Coca-Cola investors receive a 3.33% dividend. Merrill Lynch has a $50 price target, while the consensus target is set at $47.44. The stock closed Monday at $42.05.
NextEra Energy
With a very strong balance sheet, and this company looks poised for a solid fourth quarter of 2016 and into 2017. NextEra Energy Inc. (NYSE: NEE) is a leading clean energy company with consolidated revenues of over $17.0 billion and approximately 44,900 megawatts of generating capacity, which includes megawatts associated with noncontrolling interests related to NextEra Energy Partners.
Headquartered in Juno Beach, Florida, NextEra Energy’s principal subsidiaries are Florida Power & Light Company, which serves approximately 4.8 million customer accounts in Florida and is one of the largest rate-regulated electric utilities in the United States, and NextEra Energy Resources, which, together with its affiliated entities, is the world’s largest generator of renewable energy from the wind and sun.
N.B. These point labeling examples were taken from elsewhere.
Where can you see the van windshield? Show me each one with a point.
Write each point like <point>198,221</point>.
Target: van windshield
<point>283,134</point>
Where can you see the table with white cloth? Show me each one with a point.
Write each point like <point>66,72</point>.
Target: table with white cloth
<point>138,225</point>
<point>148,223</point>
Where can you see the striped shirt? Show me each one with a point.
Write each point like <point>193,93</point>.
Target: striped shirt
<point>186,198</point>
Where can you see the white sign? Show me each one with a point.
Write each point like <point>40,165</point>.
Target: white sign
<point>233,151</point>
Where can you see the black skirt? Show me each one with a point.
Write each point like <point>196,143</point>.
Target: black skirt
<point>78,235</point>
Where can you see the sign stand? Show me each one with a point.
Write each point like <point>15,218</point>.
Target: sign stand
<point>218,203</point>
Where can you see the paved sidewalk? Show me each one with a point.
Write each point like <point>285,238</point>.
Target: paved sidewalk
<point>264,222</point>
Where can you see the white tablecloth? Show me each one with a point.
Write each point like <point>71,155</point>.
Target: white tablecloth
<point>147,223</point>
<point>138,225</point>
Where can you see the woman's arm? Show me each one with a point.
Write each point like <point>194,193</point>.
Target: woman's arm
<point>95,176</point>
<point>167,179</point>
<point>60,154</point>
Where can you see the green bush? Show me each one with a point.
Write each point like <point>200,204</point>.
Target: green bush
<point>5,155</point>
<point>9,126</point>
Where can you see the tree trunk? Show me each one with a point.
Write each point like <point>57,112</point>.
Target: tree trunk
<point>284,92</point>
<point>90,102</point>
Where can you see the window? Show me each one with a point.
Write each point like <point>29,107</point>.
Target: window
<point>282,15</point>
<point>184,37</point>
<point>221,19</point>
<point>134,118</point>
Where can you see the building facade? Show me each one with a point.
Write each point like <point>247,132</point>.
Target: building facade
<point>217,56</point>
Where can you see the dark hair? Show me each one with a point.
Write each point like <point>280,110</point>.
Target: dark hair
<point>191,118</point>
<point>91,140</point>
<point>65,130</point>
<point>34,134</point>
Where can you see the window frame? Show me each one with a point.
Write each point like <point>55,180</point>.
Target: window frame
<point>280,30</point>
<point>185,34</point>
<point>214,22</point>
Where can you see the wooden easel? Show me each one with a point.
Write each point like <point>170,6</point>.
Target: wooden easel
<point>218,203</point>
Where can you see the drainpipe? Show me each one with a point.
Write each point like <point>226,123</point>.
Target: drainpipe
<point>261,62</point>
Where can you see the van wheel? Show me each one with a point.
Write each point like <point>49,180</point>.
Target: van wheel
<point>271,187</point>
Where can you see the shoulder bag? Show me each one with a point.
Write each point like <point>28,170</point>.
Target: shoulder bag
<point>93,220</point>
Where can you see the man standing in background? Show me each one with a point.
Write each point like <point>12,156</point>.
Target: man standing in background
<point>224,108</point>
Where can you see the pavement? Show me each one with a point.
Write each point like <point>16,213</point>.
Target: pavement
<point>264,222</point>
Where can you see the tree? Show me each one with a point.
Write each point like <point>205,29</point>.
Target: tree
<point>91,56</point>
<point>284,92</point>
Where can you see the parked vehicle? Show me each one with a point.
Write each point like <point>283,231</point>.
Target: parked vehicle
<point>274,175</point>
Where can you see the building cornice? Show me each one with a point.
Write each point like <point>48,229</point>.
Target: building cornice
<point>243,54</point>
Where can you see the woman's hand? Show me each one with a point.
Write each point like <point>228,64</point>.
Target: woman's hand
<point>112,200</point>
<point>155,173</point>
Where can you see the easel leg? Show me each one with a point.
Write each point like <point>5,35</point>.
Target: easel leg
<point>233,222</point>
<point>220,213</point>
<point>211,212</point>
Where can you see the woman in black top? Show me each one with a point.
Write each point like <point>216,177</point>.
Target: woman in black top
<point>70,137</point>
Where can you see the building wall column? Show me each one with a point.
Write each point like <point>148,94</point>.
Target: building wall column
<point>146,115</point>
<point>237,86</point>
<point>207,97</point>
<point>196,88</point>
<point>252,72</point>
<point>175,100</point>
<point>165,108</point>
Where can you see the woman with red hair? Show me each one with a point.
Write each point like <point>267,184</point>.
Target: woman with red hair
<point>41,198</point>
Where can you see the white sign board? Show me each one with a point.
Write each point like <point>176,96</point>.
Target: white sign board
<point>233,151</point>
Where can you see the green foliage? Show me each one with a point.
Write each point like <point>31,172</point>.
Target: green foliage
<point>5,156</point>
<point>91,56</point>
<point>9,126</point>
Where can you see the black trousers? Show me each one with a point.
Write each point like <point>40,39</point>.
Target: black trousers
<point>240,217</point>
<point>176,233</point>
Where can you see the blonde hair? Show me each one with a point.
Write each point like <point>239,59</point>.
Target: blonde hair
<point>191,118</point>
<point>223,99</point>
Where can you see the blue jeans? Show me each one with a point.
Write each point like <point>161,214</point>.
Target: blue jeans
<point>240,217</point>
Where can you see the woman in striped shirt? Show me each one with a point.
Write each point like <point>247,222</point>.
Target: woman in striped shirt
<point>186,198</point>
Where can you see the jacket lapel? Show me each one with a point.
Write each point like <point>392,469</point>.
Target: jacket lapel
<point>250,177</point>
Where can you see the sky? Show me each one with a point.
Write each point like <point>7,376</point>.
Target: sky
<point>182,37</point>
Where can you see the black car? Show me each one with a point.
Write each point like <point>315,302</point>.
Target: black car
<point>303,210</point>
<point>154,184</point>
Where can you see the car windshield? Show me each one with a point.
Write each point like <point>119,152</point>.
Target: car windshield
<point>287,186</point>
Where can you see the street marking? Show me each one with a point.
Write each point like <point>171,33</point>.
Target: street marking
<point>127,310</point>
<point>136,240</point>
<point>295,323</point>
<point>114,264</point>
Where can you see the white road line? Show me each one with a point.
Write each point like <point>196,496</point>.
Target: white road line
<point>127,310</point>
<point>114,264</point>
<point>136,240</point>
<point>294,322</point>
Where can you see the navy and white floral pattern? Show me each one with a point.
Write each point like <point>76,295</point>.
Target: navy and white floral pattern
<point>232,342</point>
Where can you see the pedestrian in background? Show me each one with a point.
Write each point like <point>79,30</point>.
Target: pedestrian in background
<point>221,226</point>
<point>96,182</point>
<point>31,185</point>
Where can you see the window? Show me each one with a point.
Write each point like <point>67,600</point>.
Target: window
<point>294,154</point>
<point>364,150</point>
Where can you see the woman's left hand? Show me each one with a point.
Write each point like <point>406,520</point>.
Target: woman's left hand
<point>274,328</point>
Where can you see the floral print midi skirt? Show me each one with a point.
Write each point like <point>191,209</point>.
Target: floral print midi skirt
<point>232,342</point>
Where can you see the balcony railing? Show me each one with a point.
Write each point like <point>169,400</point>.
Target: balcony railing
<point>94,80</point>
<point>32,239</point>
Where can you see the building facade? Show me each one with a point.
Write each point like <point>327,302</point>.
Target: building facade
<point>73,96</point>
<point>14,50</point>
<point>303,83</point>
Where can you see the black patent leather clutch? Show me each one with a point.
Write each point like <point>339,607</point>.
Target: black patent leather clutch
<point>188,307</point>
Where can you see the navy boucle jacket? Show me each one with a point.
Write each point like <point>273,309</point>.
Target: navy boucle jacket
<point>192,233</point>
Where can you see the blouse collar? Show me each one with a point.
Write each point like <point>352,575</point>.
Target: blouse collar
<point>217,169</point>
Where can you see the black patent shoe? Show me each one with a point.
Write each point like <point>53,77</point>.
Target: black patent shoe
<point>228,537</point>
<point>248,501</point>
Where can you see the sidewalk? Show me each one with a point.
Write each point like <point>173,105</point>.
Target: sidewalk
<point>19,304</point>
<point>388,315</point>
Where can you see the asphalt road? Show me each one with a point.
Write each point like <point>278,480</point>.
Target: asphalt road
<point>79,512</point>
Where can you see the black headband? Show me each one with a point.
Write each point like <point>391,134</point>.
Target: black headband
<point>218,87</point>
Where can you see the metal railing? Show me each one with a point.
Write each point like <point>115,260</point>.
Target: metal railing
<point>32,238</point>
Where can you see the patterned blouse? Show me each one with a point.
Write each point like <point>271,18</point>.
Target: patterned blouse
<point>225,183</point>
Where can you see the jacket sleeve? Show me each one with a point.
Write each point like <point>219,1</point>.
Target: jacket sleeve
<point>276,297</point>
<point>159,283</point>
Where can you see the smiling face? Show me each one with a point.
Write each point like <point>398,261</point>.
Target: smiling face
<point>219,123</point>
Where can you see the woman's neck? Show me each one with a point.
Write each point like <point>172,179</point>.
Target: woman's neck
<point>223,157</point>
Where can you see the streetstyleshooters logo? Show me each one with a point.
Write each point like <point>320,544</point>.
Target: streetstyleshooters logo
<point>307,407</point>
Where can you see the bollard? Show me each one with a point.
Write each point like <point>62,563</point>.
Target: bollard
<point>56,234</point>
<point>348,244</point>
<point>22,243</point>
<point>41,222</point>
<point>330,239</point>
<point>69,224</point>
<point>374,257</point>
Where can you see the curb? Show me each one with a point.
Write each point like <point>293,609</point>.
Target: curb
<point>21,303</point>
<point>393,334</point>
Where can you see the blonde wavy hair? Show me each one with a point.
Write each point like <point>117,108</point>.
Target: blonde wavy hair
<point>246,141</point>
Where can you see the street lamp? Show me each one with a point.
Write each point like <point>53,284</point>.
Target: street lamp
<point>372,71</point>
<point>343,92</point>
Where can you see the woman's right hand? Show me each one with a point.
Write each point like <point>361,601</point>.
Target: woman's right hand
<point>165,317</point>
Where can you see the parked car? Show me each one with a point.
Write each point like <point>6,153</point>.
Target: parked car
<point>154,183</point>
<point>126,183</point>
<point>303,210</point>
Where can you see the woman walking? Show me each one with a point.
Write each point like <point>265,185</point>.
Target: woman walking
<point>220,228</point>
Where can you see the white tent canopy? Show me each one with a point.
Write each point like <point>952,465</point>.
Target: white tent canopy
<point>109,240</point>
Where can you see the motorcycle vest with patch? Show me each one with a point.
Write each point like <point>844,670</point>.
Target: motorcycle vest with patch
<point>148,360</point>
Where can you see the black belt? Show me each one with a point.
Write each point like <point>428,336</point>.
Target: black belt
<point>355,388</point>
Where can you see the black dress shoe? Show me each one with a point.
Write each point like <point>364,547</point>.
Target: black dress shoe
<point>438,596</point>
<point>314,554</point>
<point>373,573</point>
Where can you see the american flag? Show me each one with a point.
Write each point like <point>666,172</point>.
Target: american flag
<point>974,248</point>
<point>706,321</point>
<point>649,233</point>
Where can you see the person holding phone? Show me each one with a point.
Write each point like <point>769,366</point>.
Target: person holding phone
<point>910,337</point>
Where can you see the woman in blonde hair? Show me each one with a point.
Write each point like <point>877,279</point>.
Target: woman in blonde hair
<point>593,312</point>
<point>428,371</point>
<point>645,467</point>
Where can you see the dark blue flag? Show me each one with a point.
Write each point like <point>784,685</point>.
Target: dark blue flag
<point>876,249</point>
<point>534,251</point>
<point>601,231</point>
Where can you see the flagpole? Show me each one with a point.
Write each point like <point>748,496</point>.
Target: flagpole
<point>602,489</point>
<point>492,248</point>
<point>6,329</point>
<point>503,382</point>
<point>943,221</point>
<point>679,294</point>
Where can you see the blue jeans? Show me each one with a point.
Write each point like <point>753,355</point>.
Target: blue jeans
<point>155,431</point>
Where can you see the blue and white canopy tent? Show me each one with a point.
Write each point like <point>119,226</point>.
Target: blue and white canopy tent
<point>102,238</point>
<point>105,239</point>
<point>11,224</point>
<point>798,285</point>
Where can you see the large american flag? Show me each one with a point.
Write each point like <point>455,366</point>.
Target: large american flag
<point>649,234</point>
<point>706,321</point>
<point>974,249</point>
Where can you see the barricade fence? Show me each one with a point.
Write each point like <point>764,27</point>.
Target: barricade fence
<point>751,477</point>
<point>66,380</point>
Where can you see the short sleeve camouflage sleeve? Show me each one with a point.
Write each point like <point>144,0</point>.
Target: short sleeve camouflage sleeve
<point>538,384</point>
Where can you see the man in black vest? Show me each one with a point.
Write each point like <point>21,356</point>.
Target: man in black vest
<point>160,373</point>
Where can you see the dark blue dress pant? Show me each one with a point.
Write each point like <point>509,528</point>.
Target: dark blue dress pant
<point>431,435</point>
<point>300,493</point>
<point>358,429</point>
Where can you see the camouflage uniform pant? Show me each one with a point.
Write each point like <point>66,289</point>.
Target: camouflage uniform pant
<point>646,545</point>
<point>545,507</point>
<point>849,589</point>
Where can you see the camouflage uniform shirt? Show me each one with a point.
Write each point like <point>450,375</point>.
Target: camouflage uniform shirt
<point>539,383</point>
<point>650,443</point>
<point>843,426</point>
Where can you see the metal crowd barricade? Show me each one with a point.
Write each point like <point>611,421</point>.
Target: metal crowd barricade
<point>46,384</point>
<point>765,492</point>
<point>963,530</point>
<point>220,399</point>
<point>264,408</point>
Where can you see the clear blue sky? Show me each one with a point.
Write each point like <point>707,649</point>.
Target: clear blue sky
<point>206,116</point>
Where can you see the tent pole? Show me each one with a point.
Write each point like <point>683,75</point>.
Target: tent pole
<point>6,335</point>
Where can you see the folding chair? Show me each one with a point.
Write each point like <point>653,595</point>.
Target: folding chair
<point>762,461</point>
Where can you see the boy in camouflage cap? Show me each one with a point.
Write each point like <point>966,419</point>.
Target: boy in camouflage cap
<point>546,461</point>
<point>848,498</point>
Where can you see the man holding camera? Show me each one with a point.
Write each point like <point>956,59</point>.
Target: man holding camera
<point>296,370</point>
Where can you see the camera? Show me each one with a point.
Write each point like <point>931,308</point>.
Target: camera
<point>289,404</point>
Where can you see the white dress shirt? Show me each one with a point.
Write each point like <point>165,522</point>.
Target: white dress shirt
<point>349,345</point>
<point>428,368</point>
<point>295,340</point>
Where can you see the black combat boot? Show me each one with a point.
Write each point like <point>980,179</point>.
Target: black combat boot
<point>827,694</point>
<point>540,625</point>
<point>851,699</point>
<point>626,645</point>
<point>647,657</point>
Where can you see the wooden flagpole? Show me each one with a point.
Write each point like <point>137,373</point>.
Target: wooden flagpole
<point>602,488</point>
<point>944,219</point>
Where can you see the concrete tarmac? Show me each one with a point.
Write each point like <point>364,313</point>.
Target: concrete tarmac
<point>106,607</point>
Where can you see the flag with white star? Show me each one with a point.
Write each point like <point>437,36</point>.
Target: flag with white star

Top analysts feel the company may very well be one of the top total return plays out of the large cap regulated space in the sector. One of the key drivers of NextEra’s growth has been the renewable energy development program, which continues to expand as the company adds new projects to its backlog. Those projects are expected to help grow 6% to 8% compound annual growth in adjusted earnings per share through 2018. Most on Wall Street feel that the steady earnings growth should also provide consistent dividend growth over that same time frame.
Shareholders are paid a 2.76% dividend. The $149 Merrill Lynch price target compares with the consensus target of $133.94. The stock closed Monday at $126.23.
While none of these companies are super-exciting, they are conservative and supply needs that are almost constant regardless of the economy or the stock market. All these stocks are suitable for more conservative accounts.